In the 30 page document, the alliance political council cautioned that conditions attached to foreign debt from international financing organisations will bind generations to come.

“The Alliance Political Council therefore urged transparency in all international finance agreements, and mandated ANC Officials to scrutinise conditionalities embedded in or attached to such agreements, before the country signs,” the document reads.

It further stated:  “The Alliance agreed that consistent consultation at the Alliance Political Council level, including reports on and breakdown of funds, with specific attention on foreign finance and related terms and conditions, is crucial to ensure collective leadership and responsibility for the national democratic revolution.”

ANC secretary general Ace Magashule took it further saying if there are conditions attached to funding from the IMF or World Bank, there was an agreement that “ANC officials need to look at them”.

Obviously, this caused outrage in the top spheres of the party because it simply does not make sense.

It was already explained to the National Executive Committee that any loan taken from the IMF was to assist the country’s Covid-19 health response and that with a 1% interest rate and no terms attached, it was more favourable than going to the market.

It was also discussed in detail that National Treasury will not accept any conditions attached to the loans which may lead to structural adjustments.

The issue was debated to death in party structures and there seemed to be movement.

The alliance document further noted: “In concluding international borrowing agreements, we must therefore ensure that we also negotiate for affordable and low cost interest rates and guard against unfavourable exchange rate risks. Any foreign debt from international finance places obligations of debt servicing and repayment, not only on current, but also future generations”.

The resolution to have the top six scrutinise loan agreements before they are inked is bizarre simply because it will be signed off by ANC leaders who serve in government.
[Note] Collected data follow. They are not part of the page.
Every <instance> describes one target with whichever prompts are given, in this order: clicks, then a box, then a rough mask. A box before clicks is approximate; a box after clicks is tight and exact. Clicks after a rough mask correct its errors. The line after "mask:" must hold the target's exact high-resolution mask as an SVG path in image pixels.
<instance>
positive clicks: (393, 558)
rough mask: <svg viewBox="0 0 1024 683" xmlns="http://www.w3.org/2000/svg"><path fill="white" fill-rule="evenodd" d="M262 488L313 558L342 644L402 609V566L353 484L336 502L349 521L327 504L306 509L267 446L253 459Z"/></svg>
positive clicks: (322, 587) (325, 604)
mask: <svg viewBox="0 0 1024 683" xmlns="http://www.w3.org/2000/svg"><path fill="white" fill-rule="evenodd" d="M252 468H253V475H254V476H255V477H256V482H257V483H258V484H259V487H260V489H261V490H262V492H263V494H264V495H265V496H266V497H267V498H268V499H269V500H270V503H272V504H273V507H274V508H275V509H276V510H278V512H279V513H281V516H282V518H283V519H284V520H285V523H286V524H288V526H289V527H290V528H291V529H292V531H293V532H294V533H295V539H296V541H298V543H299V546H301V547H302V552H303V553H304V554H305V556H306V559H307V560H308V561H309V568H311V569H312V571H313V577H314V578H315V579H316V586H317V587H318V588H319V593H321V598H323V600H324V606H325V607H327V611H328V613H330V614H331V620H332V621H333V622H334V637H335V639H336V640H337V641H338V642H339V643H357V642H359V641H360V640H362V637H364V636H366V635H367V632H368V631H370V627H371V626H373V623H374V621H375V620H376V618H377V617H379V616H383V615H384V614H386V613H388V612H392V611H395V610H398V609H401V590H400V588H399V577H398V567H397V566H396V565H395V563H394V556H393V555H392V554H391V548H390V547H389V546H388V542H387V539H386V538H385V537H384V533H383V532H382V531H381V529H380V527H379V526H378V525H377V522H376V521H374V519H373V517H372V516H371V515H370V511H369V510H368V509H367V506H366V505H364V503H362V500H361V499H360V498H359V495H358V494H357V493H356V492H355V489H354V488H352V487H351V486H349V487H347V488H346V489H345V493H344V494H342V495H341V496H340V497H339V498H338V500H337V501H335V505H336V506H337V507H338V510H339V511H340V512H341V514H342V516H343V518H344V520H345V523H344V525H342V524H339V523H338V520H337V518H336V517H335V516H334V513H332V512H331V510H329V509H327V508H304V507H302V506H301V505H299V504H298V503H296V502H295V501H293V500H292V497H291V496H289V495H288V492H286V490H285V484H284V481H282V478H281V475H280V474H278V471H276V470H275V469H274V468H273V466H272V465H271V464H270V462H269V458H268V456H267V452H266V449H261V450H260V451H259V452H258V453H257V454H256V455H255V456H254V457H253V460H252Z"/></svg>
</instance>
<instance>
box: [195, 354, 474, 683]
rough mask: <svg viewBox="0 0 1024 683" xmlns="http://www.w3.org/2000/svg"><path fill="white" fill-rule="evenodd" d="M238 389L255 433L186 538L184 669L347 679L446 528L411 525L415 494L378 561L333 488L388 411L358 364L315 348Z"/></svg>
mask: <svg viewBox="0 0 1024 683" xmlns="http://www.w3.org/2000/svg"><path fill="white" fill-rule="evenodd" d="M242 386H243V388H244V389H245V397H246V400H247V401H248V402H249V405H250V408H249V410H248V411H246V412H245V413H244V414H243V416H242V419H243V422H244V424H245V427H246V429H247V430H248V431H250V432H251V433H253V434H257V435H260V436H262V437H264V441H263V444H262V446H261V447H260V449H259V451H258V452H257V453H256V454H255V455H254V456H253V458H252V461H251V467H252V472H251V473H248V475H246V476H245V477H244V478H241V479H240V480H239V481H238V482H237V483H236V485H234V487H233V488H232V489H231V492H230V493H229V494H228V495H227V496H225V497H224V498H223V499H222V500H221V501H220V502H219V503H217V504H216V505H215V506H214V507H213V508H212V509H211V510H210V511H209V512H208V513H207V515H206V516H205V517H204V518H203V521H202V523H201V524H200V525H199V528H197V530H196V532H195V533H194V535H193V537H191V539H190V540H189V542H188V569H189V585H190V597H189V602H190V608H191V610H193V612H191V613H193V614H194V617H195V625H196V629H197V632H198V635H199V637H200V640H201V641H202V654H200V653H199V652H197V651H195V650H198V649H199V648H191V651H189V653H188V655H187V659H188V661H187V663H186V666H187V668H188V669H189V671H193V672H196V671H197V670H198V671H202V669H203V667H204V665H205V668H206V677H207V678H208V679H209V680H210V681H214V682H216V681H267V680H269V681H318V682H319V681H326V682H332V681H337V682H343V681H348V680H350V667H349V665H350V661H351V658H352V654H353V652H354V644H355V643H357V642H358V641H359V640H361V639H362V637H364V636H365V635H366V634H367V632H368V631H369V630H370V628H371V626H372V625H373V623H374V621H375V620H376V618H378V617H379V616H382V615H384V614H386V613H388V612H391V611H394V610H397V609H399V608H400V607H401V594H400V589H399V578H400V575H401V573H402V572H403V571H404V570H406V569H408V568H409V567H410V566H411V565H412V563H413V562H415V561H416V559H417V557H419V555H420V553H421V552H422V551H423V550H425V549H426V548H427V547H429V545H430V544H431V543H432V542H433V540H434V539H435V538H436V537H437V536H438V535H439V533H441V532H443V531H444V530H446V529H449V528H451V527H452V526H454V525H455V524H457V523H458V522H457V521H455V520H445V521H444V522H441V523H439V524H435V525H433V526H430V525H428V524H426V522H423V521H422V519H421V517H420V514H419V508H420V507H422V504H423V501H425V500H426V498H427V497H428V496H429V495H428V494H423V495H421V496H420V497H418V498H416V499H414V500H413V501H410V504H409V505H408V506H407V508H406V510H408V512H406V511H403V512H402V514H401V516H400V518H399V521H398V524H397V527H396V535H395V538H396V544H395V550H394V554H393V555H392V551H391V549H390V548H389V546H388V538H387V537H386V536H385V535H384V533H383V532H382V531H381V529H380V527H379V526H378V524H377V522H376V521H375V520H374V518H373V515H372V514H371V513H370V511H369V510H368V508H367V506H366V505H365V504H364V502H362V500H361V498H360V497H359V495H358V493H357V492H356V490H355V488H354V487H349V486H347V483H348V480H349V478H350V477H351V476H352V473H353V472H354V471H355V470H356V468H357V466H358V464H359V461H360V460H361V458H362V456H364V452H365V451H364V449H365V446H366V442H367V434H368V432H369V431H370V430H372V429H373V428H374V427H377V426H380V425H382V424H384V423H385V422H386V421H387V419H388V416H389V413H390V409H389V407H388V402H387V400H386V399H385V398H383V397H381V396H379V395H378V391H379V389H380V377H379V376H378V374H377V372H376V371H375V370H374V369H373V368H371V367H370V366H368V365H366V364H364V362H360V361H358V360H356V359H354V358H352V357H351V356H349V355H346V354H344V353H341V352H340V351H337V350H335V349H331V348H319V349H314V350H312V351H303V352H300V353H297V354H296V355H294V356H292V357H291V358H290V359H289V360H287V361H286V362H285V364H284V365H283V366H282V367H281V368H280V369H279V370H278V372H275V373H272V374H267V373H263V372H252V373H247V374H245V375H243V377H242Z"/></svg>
Finance Minister Tito Mboweni is a senior party leader, he would report to a Cabinet that consists of all but one ANC top leader and ultimately, President Cyril Ramaphosa has to give the go ahead.

As those who opposed the suggestion said following the party’s National Working Committee this week, that this was an effort to micromanage government.

Does Luthuli House think that its deployees in government may slip an unfavourable clause into a loan agreement of this magnitude?

Three of the six top leaders of the party are already in government and would have firm sight over any agreement anyways.

If the ANC-led alliance is so distrustful of government and those who lead government, why should the public still have confidence in it?

Factional politics aside, the ANC has to realise that whatever government does or does not do, good or bad, is a reflection of the party.

It can’t be the player and the referee.

- Qaanitah Hunter is the political editor of News24 and author of Balance of Power: Ramaphosa and the future of SA.